This is not to say that inflation cannot be a fundamental input for gold.  It has often been a major input.  But on this cycle the inflation is not manifesting in rising prices, at least not in relation to the stock market, investment in which can be seen as a ‘hedge’ against price inflation bubbling up in certain services sectors of the economy.

The commodity bubble is all done.  The inflation, with the aid of a persistent and powerful global deflationary force, is working in a ‘Goldilocks’ manner and flowing into risk ‘ON’ speculation in paper of all kinds and in some hard assets, just not the kinds that traditional commodity and resources gurus had foreseen.  Mainly, the public is doing just fine buying and selling appreciating homes.  Who needs several tons of Copper sitting in the garage?

Anyway, back to Barry Ritholtz…

“Gold is bought and sold based on a narrative that has turned out to be patently untrue”

Agreed; the majority of gold bugs have believed the wrong narrative.  It was wrong in 2008 and it was wrong again in 2011, and you are using an incorrect narrative as the foundation of your stance in these mainstream media articles that are so cartoonish even the public can understand it.

“the global financial system has stabilized, undercutting the appeal of gold as a hedge against catastrophe”

Again, agreed.  The system has stabilized but how many times do we have to review this chart before we can all agree that it has taken extraordinary (and incredibly, ongoing) measures with the implication being that neither you Barry, nor I, know how the fallout is going to go based on embedded distortions that no one can fully understand?  You call gold a “hedge against catastrophe”.  I have never called it that because I don’t see it that way.  I have always called it monetary value (which can fluctuate depending on market sentiment) and insurance.  Period.


“The wild inflation and collapse of the U.S. dollar that was going to lead to the demise of civilization and make gold an essential for investors? None of that has happened.”

Barry (not that you read this little out of the mainstream website, but work with me here), do you see the larger planets in the Macrocosm above?  They represent the kinds of things that drive people to liquidity and a risk ‘OFF’ stance.  What is the ultimate risk ‘OFF’ hard asset in a monetary world that while still working fine, has gone utterly mad in its pushing of traditional policy boundaries?  Why, it’s gold.  But what is the first and most intense repository of that liquidity?  It is none other than dear old Uncle Buck, for US citizens and the way things are currently structured, much of the rest of the world as well.

I have criticized the ‘death of the dollar’ and ‘hard assets/resources’ promotions every which way from Sunday for years now and it is due to a view that before the US dollar falls apart it is likely to totally annihilate hyperinflationists first (per Prechter and Hoye to name two).  Hence the big planets above are economic contraction, gold rising vs. stock markets, confidence declining and yield spreads indicating systemic stress (inflationary or deflationary).  This is why I have remained completely out of the way of the gold sector destruction for 4 years now, with my market report well in tune with that stance.

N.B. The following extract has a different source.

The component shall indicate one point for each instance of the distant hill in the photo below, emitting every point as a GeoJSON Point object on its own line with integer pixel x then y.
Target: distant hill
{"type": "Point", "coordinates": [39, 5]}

So yes Barry, “none of that has happened”; thankfully, or I’d have been wrong in my own thinking (always a possibility).  But I have seen nothing to dissuade me yet that I am, as a once and future gold bull (and constant valuer of gold as insurance), on the right course.  Several macro fundamental aspects need to come into line and we need to find a bottom technically, sure.  But your article adds another input to the bullish camp because you are teaching people who should not be in the gold market (mainstream public) at a real bottom lessons based on the same incorrect assumptions made by the Gold Bug “community” that you seem to provoke.

Maybe you even enjoy stirring the pot and getting the hate mail.  I can relate to that.  While he did not give me permission to reprint his email, a long-term gold bull emailed me the other day noting my “subjective, gold bashing rhetoric” and my “delusional, fiat money bliss” (ha ha ha).  This despite the fact that he and I are of the same long-term orientation.  It’s just that our inputs are different and so he sees me as basically one step above Satan (what does that make you Barry?  Just kidding, but  you get my point).

Misconceptions are everywhere and the stuff you base your articles on do not help that situation.  I write that as the other side of the coin that gives much critique to misconceived pro-gold promotions.